Column: Harris’ comment accurate, MSU football isn’t elite
It’s not uncommon in a bitter breakup for people to say hurtful things they don’t mean.
But usually, the most painful pill to swallow is when the elephant in the room is harshly and bluntly stated as a matter of fact.
Ultimately, the truth hurts.
Grand Rapids star football recruit Drake Harris took that route in explaining his reasoning for decommitting from the MSU football program Monday night.
He wants to play for a national championship and isn’t likely to do that in East Lansing.
The reaction of Spartan fans to Harris’ comments was the expected outrage from a fan base that has often felt disrespected.
But anyone emotionally invested in the words and decisions of a high schooler they’ve never met, who believe berating a teenager online is appropriate behavior is at a level of lunacy and repugnance beyond dignifying.
Secondly, Harris happens to be correct.
It’s the blunt reality of Division I college football in the 21st century.
National championships now are reserved for two types of programs: bluebloods and cheaters. MSU certainly isn’t the former and there are no indications they qualify with the latter.
It’s been more than 45 years since the Spartans legitimately contended for a national title, unless you consider an 11-1 regular season capped off by being completely outclassed and embarrassed by Alabama in 2010 as contention.
This isn’t a knock on head coach Mark Dantonio and the program he’s built in East Lansing, but rather a criticism of the current state of college football.
It’s not close to an equal playing field and it seems few within the powers that be are remotely bothered by that.

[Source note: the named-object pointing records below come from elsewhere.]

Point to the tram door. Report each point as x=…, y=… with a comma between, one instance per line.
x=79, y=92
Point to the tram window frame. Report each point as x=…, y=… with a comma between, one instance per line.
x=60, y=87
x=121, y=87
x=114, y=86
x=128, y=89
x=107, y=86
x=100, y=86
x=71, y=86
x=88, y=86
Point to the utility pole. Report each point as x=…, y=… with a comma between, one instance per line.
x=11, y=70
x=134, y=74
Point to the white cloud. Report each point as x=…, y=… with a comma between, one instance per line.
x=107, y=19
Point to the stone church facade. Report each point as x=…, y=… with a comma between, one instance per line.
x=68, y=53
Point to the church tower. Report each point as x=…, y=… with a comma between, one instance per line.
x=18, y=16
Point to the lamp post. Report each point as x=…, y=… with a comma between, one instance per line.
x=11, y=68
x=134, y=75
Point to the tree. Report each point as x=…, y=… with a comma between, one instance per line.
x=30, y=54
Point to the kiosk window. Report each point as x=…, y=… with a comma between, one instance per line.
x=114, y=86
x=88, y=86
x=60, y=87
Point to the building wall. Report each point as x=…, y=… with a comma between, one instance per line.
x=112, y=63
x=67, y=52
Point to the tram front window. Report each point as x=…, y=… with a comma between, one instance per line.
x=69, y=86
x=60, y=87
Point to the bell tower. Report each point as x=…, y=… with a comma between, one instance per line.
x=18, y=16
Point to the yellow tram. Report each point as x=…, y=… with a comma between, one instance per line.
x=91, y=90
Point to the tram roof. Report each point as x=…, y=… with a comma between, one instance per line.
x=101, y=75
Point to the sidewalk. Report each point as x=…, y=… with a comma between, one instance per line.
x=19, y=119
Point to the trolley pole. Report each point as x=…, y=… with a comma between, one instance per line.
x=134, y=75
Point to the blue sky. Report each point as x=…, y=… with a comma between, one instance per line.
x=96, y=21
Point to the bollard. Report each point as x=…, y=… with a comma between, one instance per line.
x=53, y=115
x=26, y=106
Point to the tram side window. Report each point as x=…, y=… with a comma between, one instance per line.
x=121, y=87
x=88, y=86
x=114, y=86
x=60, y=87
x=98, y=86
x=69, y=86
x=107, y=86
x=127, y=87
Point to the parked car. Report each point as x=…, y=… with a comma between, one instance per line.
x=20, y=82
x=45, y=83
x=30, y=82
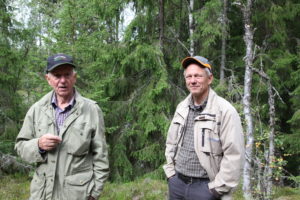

Some MSU diehards cite the work of fellow Spartan head coach Tom Izzo in building up the men’s basketball program to a national power as an example of what’s possible for the football team.
Except this doesn’t take into account the inherent differences between the two sports, one where polls and perception determine champions and another where it’s largely settled through head-to-head competition.
It’s significantly easier for one player to change a program in a sport that relies on a seven-person playing rotation than one that utilizes a playing group of up to 30 people.
Dantonio has nearly reached the ceiling of this program’s potential under the current system, and that’s something to celebrate, not bemoan.
There is no shame in playing for Big Ten titles and Rose Bowl berths, certainly not within football’s current championship format.
It was Dantonio himself, along with junior quarterback Andrew Maxwell, who spoke about the importance of re-evaluating goals before last year’s regular season finale.
Alabama, Auburn, Florida, LSU, Texas, USC, Ohio State, Miami, Oklahoma and Florida State.
Those are the past 10 programs to win national championships, sending the message loud and clear.
National championships are reserved for two types of programs: bluebloods and cheaters.
MSU is neither, and it’s not Harris’ fault for saying so.